Wuhan uses GPS to address food waste pollution

As reported by The Chinese city of Wuhan (武汉) [referred to as the Chicago of China] is equipping waste collection trucks and trash cans with a digital weighing and GPS device to combat the problem of "gutter oil", or illegally recycled cooking oil.

The initiative will begin operations from December when legislation mandating the integrated collection and processing of kitchen waste kicks in, according to a China Daily report Monday. The new regulation defines edible oil waste as a combination of water and oil collected from kitchen ventilators, oil water separators or sewage facilities.

The integrated system will monitor all waste in the Hubei (湖北) capital [meaning 'north of the lake'], including food leftovers, scrap materials, and edible oil waste from food and beverage outlets, canteens, and factories dealing with food processing and production.
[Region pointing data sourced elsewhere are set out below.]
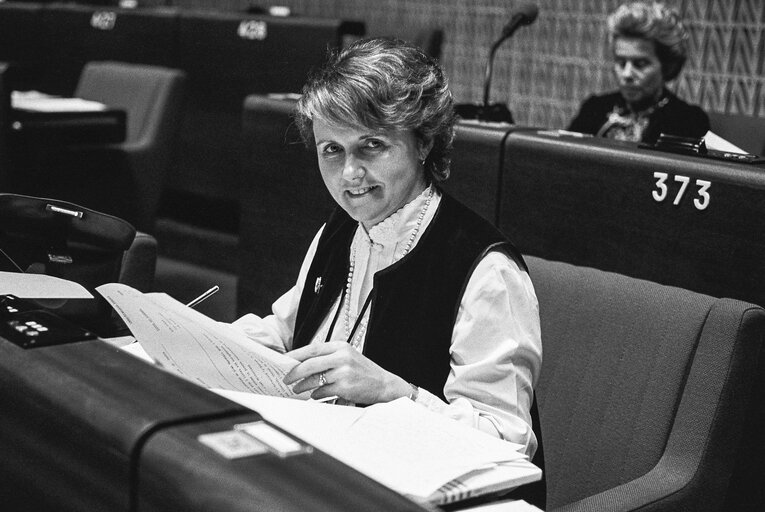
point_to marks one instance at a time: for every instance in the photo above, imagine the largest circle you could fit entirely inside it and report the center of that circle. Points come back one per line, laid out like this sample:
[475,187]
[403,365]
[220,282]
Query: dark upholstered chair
[152,97]
[644,393]
[125,179]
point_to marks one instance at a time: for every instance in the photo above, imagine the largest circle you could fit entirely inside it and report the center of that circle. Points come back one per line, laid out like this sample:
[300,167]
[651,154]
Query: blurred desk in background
[40,119]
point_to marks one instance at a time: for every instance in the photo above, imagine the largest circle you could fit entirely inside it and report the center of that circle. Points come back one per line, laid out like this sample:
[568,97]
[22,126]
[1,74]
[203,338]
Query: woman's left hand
[346,374]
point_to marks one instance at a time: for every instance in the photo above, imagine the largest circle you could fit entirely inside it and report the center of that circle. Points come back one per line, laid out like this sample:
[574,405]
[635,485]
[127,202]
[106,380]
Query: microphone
[526,15]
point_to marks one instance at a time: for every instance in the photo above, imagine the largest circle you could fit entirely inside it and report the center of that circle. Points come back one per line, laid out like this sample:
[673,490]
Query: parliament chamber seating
[284,202]
[123,179]
[646,394]
[225,56]
[686,221]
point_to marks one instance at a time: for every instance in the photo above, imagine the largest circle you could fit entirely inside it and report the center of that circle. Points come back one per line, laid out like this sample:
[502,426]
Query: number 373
[660,193]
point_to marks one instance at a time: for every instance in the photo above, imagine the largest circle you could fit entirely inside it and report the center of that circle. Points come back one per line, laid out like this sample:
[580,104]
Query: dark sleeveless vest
[415,300]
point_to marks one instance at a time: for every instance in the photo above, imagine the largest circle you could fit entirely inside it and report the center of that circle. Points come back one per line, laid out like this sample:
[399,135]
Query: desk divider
[684,221]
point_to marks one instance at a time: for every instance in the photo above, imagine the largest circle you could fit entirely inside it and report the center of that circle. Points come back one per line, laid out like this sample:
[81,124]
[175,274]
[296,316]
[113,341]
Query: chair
[5,122]
[126,179]
[65,240]
[644,392]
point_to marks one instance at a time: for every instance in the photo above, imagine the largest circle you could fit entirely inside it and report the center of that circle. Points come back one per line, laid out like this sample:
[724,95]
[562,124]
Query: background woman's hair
[654,22]
[383,84]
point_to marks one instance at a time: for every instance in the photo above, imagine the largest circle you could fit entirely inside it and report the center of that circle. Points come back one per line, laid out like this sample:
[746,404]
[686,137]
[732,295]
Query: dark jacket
[676,117]
[415,300]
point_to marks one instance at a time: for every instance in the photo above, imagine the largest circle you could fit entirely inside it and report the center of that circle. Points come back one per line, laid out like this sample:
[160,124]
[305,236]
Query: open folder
[416,452]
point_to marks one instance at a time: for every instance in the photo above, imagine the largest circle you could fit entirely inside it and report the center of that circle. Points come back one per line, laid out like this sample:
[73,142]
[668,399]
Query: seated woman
[404,292]
[649,45]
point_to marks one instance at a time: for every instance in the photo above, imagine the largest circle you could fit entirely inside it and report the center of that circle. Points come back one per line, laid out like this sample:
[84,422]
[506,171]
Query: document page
[40,286]
[415,451]
[187,343]
[401,444]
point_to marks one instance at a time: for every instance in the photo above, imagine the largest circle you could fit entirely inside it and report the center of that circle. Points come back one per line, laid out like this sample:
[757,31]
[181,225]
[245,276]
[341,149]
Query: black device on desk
[30,325]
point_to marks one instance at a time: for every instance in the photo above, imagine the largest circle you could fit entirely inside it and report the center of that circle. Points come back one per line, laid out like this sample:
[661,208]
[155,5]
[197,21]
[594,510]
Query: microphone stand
[498,112]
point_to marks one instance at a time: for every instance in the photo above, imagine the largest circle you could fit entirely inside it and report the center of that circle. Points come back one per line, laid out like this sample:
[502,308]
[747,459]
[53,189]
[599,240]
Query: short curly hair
[654,22]
[383,84]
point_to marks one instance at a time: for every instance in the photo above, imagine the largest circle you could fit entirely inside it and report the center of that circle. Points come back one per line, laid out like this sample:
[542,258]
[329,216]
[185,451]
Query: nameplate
[232,444]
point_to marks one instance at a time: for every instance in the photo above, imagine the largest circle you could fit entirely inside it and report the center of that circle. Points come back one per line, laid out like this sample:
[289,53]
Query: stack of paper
[416,452]
[421,454]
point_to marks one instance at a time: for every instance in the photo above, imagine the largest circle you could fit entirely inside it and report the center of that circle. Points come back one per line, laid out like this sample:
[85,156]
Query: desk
[38,119]
[685,221]
[87,427]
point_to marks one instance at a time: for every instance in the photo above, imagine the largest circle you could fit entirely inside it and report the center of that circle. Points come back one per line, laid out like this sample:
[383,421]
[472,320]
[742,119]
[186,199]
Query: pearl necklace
[359,335]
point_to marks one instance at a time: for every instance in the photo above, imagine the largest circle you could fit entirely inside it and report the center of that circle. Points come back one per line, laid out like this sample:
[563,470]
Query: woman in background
[649,44]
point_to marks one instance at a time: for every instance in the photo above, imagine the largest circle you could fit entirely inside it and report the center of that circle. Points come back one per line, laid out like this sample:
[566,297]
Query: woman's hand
[347,374]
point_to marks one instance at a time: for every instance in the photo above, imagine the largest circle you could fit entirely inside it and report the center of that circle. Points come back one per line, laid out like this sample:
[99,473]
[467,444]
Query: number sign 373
[662,190]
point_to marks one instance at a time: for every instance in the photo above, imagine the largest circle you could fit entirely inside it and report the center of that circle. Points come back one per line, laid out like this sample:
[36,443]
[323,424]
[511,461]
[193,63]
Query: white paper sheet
[400,444]
[40,286]
[36,101]
[186,342]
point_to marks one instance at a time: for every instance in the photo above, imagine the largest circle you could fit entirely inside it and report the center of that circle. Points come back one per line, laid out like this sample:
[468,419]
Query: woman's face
[638,71]
[370,174]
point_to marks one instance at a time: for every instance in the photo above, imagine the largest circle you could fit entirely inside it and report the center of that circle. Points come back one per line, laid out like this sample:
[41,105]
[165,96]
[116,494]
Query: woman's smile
[370,173]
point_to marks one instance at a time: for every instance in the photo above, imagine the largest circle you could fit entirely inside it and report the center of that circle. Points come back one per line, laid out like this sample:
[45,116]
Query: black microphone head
[528,13]
[525,15]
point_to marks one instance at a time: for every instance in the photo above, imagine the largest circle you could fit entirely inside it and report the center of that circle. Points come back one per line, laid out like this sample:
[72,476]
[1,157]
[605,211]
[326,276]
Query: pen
[204,296]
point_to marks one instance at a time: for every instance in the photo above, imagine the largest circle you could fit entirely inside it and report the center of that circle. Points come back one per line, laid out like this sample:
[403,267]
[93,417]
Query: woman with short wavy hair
[649,45]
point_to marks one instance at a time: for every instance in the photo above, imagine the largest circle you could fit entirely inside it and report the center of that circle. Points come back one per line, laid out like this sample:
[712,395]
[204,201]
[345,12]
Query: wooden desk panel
[73,417]
[178,473]
[639,212]
[46,129]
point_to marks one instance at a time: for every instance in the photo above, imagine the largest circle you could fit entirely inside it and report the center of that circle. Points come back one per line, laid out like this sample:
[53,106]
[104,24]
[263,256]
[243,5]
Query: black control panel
[29,325]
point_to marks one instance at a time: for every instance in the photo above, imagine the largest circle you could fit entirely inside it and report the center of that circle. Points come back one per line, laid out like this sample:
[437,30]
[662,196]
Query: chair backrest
[644,389]
[152,96]
[65,240]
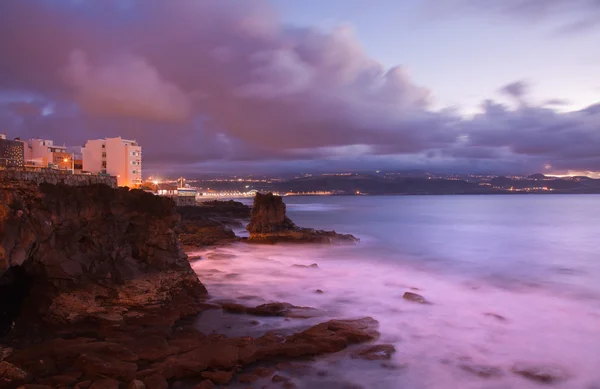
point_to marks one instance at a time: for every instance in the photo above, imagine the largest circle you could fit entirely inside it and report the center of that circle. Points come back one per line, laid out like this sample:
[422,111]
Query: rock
[543,373]
[94,254]
[483,371]
[224,354]
[393,366]
[83,384]
[106,383]
[268,215]
[273,309]
[208,224]
[12,376]
[414,297]
[278,378]
[5,352]
[206,384]
[258,373]
[59,380]
[248,378]
[136,384]
[269,224]
[313,266]
[218,377]
[375,353]
[263,372]
[495,316]
[156,381]
[150,348]
[94,366]
[43,367]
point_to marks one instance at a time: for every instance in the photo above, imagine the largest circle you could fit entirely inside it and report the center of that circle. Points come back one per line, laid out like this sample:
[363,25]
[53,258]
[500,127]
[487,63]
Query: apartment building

It must be implemented in all restaurants bigger than 80 square meters.

Companies will be set up in each district to manage the collection and transport, Chen Jian, director of construction for the Wuhan Urban Management Bureau, said in the report. He added that anyone or organization found in violation of the regulation will be subject to fines.

The China Daily report noted that 621 vehicles, of which 195 will be used for edible oil waste, and 25,800 garbage cans--which all food facilities are required to use--will be equipped with the GPS and weighing system.

Chen explained that to ensure no food waste is collected to make gutter oil, the system which records GPS as well as weight data will be installed on the collection trucks, garbage cans, and oil cans of oil-water separators. "We can clearly know what the vehicles are doing, how much food waste is loaded or uploaded, and can track the vehicles with a click of a mouse in the office," he added.

The devices will measure the weight of the food waste and the data kept for at least two years, as required by the new regulation, by the producer, waste collector, and transporter and processor of the food waste.

"If the weight of the food waste collected from a restaurant decreases sharply, we will investigate where the food waste goes," Chen said, adding that the new initiative is forecast to handle 60 percent of the city's food waste by end-2015.

The daily kitchen waste output in Wuhan is 1,100 tons, 55 percent that of the country's capital Beijing. The Hubei capital plans to build five waste treatment facilities, with capacity to process 200 metric tonnes of food waste each day. These plants will also produce methane and compost from the food residue.

The integrated collection and processing will also reduce pollution from the food waste to the abundant water resources, said Yu Xiao, vice-president of Wuhan Environment Sanitation Science Research Institute.

Wuhan has a 3,500-year-long history, and is one of the most ancient and civilized Metropolitan cities in China; more ancient even than Beijing.  "The famous cooking culture in Wuhan results in a large amount of food waste, which puts the large number of lakes and rivers in the city under pollution risk, as food waste usually will be deserted after the oil is extracted before the integrated collection and processing," he said.